4.この世界にある人体を進化させる為の秘宝を全て知りたい。
【備考】
※詳しい参戦時期は、後の書き手さんに任せます。
※「WEATHER」のメモリに掛けられた制限を大体把握しました。
※言峰教会から食料を調達しました。
【雨生龍之介@Fate/zero】
【所属】白
【状態】健康、興奮状態、筋肉モリモリ、食事中
【首輪】99枚:0枚
【コア】コブラ
【装備】サバイバルナイフ@Fate/zero、「INVISIBLE」のメモリ@仮面ライダーW
【道具】基本支給品一式、ブラーンギー@仮面ライダーOOO
【思考・状況】
基本:このCOOLな状況を楽しむ。
0.ひとまず食事をする。
1.しばらくは「INVISIBLE」のメモリで遊ぶ。
2.井坂深紅郎と行動する。
3.早く「旦那」と合流したい。
4. この筋肉……すげえ!
【備考】
※「INVISIBLE」メモリのメダル消費は透明化中のみです。
※「INVISIBLE」メモリは体内でロックされています。死亡、または仮死状態にならない限り排出されません。

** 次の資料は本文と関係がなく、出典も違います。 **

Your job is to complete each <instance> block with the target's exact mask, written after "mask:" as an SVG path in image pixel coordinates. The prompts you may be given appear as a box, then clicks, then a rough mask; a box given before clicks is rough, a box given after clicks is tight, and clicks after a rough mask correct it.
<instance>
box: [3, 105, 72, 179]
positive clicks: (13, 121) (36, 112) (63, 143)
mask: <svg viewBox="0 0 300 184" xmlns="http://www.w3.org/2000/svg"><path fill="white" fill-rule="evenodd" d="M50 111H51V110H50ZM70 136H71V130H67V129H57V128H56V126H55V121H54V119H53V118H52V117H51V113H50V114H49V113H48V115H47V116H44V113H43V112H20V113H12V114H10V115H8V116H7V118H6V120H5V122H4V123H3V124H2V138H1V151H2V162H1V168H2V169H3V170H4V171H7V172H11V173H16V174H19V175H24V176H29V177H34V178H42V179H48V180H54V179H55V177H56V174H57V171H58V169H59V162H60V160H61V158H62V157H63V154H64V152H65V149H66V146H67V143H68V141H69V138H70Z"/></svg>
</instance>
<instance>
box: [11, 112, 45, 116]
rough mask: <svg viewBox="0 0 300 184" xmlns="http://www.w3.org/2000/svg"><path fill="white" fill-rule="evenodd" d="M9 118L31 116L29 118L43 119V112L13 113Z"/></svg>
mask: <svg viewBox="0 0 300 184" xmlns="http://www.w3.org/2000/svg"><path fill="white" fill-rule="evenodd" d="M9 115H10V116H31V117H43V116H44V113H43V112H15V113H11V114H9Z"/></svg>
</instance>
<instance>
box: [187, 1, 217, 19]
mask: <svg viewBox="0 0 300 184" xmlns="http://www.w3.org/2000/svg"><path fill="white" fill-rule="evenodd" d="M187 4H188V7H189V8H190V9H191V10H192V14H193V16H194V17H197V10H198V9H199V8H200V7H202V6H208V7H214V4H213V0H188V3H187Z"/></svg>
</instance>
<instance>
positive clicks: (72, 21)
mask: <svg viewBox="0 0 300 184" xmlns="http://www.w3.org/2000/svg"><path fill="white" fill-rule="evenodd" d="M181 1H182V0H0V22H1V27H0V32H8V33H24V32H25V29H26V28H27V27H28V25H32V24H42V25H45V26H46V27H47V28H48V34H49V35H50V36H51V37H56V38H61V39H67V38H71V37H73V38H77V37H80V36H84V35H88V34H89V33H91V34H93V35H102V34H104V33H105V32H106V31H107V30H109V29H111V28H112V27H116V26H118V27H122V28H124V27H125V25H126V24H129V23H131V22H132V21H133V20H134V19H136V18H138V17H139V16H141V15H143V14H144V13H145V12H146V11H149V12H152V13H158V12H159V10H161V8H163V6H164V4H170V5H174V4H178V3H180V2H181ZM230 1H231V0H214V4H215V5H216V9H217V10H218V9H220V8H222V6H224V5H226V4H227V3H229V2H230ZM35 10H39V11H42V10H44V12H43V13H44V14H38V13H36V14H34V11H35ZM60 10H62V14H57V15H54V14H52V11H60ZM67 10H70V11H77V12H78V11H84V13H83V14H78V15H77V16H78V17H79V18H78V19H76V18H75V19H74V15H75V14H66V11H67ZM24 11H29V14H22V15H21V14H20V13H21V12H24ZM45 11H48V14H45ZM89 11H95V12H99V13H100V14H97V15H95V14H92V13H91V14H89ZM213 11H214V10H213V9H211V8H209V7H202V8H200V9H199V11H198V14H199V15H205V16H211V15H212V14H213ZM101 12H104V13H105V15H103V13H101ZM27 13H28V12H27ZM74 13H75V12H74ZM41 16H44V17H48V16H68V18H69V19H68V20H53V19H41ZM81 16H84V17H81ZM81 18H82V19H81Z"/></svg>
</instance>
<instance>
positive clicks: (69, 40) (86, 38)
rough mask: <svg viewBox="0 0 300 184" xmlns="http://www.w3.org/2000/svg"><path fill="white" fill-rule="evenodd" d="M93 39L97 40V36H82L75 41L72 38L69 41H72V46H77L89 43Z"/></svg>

※雨竜龍之介は「INVISIBLE」メモリの過剰適合者です。そのためメモリが体内にある限り、生命力が大きく消費され続けます。
※ドーピングコンソメスープを摂取したことにより、筋肉モリモリになりました。
※この状態が永続的か、一時的な物なのかは後続の書き手さんにお任せします。